Lawrence J M Allen
Frederick W Kimber
Douglas William Lane Nichols
Bertram Alec Reader
John H Roberts
H Bay Ryley
Charles B Sach
Ivor A While
Each walked up the Emanuel School drive, out into the world of the unknown. Most young people have this feeling when they leave school; it is part of the transition from childhood to adulthood. Many young Emanuel students lie under the fields of the French countryside with no cross or stone marking where they fell. Eleven of them were united in life by their place of education and now they are united in death by being remembered on the Thiepval Memorial to the missing which towers above the Somme.

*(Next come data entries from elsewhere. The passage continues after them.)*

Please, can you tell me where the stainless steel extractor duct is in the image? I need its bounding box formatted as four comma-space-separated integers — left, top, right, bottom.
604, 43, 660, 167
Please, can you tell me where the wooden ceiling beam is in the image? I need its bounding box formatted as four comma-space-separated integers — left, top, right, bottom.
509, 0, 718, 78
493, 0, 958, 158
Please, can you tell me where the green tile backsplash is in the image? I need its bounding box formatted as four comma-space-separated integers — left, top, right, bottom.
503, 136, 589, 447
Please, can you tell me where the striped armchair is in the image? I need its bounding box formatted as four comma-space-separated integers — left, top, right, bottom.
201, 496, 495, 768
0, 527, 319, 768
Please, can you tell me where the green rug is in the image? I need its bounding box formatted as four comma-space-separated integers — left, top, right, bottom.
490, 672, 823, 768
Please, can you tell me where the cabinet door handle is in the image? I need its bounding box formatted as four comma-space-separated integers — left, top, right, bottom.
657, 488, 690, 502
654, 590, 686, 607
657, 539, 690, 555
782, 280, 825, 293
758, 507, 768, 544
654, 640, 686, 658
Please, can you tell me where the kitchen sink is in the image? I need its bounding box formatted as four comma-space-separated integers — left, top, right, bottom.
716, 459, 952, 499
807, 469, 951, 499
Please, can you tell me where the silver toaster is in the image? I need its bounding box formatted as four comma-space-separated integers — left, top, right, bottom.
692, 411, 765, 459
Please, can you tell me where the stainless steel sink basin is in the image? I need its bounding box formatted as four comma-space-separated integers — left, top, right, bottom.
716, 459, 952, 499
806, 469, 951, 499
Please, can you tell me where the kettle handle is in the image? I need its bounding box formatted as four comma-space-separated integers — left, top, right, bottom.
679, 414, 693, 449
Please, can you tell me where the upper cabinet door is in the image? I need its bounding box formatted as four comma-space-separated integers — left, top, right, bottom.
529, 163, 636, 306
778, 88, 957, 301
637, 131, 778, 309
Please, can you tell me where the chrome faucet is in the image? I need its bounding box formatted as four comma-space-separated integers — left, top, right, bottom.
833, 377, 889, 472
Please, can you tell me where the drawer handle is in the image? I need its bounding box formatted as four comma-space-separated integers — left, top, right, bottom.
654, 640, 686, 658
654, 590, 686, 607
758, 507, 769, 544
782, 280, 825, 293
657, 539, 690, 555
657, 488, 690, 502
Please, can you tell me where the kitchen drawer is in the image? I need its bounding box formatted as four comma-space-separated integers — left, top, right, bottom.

Rising from their desks after a lesson they would soon be rising from the trenches. A scrum on the rugger field would soon be a scrum to capture an enemy objective through thick mud and pools of water. A history lesson on Wellington’s men at Waterloo would soon become a reality. At one moment their homework was learning the geography of the British Empire, the next it was defending it. They were transformed from schoolboys to soldiers within a few months.
They witnessed a life that few generations share before the engraver carved their names into the memory of European History?
On Sunday 15 September 2013 spare a thought for Bertram Alec Reader who was killed on that day in 1916 at High Wood during the Battle of the Somme. In one letter this young man wrote, “I have undergone the various emotions caused by war, have seen most things that happen in war and don’t think much of it…War is a rotten game”.
Ivor Austin While wrote, “The great thing that strikes me here is the cheerfulness of the Tommies. They march all day, are on fatigue, and in the night go on working parties to dig trenches and yet they are cheerful. None like the war, but we have never had a single case of discontent”.
After Bay Ryley was killed at Delville Wood on 5 September 1916 leading his men in an attack, his father, who had been Headmaster at Emanuel between 1906-1913, returned from America where he left a few years previously and in a letter wrote, “Perhaps you would like to add my name to the ‘Portcullis’ Pro Patria List…if so I am now a Lieutenant of the above regiment (Suffolks). I wish my name could go next to my dear old ‘Bay’s’…I was over at Emanuel yesterday to…look at the place for what, I doubt not, will be the last time…I have been ordered to hold myself in readiness to go to the Front at short notice. There I shall be at first on ‘lines of communication,’ but I mean to wriggle up into the trenches somehow, somewhere…Bay’s sword was recovered and my mother has it now, thank goodness.” Harold Buchanan Ryley was killed in Palestine on 15 December 1917.
A School party from England broke the silence when I stood on the steps of the Thiepval Memorial in January and at that moment I wondered what they made of the long lists of names of young people not much older than themselves when they fell, but who shall remain forever young not having known old age.
A name is a vacuum without a face and a story, which brings colour to the white memorial tablets. That is why I want to end the eleven Emanuel boys’ anonymity and let them be the young men they once were so future generations can visit the Memorial and see Alec, Bay, Charles, Douglas, Frederick, Gilbert, Ivor, the two Johns, Lawrence, Louis and William as they were; young men full of life, dreams and hopes, cruelly cut down in youth by a savage war.
They were Emanuel boys; they were sons; brothers; uncles; cousins. Their bodies remain missing but their memory is secure in the Emanuel family.